Now, we had $a,b \in \mathbb{R}$ such that $f(a) = f(b) = c$. Then, we know there exist real m and n such that $g(m) = a$ and $g(n) = b$ Then we would have $f(g(m)) = f(a) = -m*f(0) + g(0)$ and $f(g(n)) = f(b) = -n*f(0)+g(0)$ Thus we have $m=n$ and $a=b$ so f is injective. Thus both $f$ and $g$ are bijective.

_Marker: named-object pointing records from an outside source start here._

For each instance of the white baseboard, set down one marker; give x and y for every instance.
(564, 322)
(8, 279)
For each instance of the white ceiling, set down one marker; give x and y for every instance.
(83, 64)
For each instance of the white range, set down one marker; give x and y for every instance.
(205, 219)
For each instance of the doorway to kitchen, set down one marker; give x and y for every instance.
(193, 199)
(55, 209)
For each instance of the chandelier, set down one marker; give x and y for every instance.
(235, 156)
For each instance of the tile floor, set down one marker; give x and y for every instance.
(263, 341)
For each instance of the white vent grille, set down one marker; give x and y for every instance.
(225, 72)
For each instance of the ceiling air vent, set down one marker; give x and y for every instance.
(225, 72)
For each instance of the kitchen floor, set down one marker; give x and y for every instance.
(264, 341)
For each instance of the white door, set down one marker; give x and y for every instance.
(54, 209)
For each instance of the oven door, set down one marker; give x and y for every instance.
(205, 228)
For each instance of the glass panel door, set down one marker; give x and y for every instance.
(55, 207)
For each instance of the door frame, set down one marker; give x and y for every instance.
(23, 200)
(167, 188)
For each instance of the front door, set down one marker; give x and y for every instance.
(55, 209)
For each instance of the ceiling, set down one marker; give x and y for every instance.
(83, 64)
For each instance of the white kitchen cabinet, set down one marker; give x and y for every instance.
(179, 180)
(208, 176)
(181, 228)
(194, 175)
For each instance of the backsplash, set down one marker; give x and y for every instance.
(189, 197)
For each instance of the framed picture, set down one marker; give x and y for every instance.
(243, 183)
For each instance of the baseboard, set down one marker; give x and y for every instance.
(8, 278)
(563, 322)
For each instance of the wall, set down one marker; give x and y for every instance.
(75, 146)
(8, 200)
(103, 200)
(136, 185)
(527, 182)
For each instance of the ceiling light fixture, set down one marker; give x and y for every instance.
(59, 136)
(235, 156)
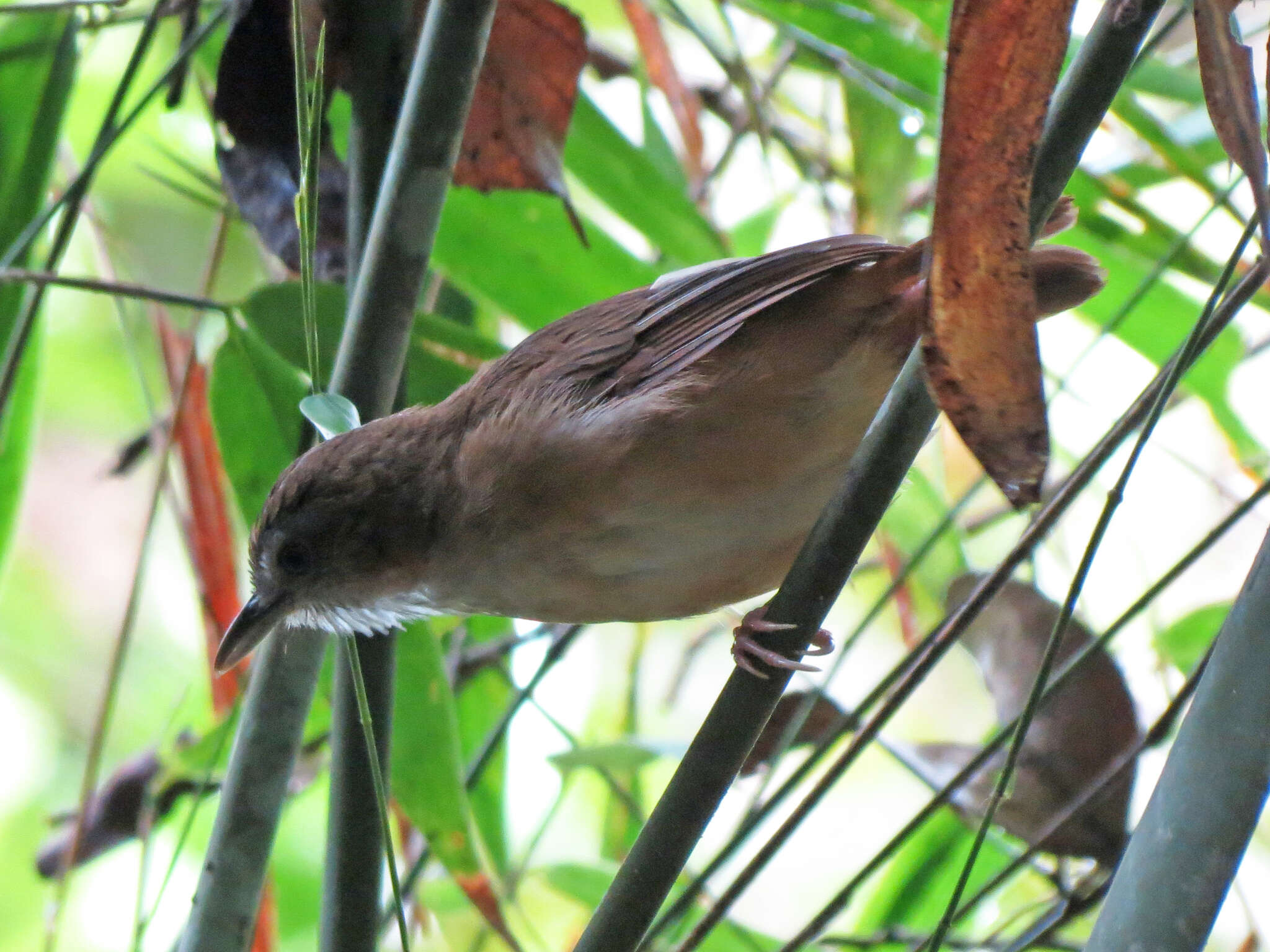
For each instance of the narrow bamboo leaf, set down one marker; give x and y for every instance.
(1186, 640)
(535, 270)
(616, 756)
(255, 397)
(907, 68)
(37, 64)
(453, 335)
(331, 413)
(276, 312)
(481, 705)
(427, 770)
(629, 182)
(1157, 325)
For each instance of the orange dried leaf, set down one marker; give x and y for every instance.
(981, 353)
(1230, 94)
(666, 76)
(523, 99)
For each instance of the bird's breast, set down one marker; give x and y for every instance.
(643, 514)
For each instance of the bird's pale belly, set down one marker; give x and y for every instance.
(696, 516)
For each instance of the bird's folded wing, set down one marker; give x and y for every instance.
(638, 340)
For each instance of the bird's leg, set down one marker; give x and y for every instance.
(746, 650)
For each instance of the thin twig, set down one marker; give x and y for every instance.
(1188, 355)
(121, 288)
(381, 795)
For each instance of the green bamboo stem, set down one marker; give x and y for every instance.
(367, 369)
(824, 565)
(1185, 851)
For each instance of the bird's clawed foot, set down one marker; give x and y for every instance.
(746, 650)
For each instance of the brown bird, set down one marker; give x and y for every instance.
(653, 456)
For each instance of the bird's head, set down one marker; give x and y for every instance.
(339, 542)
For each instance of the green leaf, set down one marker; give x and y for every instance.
(917, 509)
(1185, 641)
(481, 705)
(37, 64)
(659, 150)
(1158, 325)
(427, 762)
(255, 398)
(750, 236)
(913, 889)
(588, 884)
(517, 252)
(616, 756)
(882, 157)
(331, 414)
(631, 184)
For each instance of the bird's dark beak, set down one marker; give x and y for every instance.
(248, 630)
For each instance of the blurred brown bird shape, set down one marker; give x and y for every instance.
(653, 456)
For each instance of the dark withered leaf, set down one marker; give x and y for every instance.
(825, 720)
(1230, 94)
(263, 187)
(515, 134)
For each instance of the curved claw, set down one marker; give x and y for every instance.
(746, 650)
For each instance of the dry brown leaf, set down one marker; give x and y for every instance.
(665, 75)
(1230, 94)
(523, 99)
(981, 352)
(1078, 734)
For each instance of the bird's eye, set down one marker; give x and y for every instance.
(294, 559)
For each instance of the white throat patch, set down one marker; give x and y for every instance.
(379, 617)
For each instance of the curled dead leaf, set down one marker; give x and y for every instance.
(981, 351)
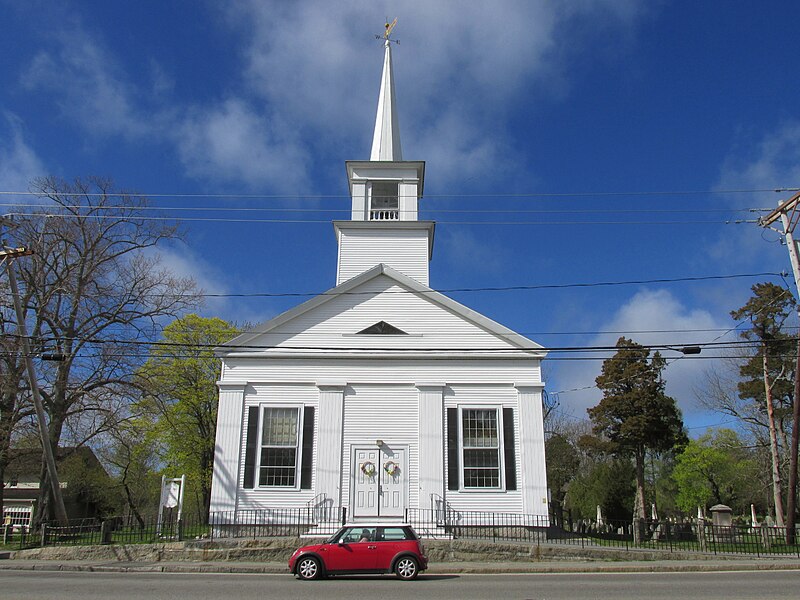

Now this means there exists a unique value $a$ such that $g(a) = 0$. Plug in $x=y=a$ into the original equation to get $$f(a) = g(a) = 0\tag{9}$$ Now, plug in just $y=a$ and use the result from $(9)$ to obtain $f(x) = -a*f(x) + g(x)$ or $$(a+1)f(x) = g(x)\tag{10}$$
Plugging $(10)$ into $(8)$ reveals $$f((a+1)f(x)) = -x*f(0)+(a+1)f(0)$$ Now notice that when $x=a+1$ we have that $f((a+1)f(a+1)) = 0$. Thus $f(a+1) = \frac{a}{a+1}$ and thus also $$g(a+1) = a\tag{11}$$
Now, plug $(10)$ back into the original equation and we get $f(x+(a+1)f(y)) = xf(y) - yf(x)+(a+1)f(x)$. Plug in $y=a+1$ and use $(11)$ and we get: $f(x+a) = \frac{xa}{a+1}$ or $$f(x) = \frac{(x-a)a}{a+1}$$ and thus from $(10)$ $$g(x) = (x-a)a$$ for some real constant $a$ which completes the problem.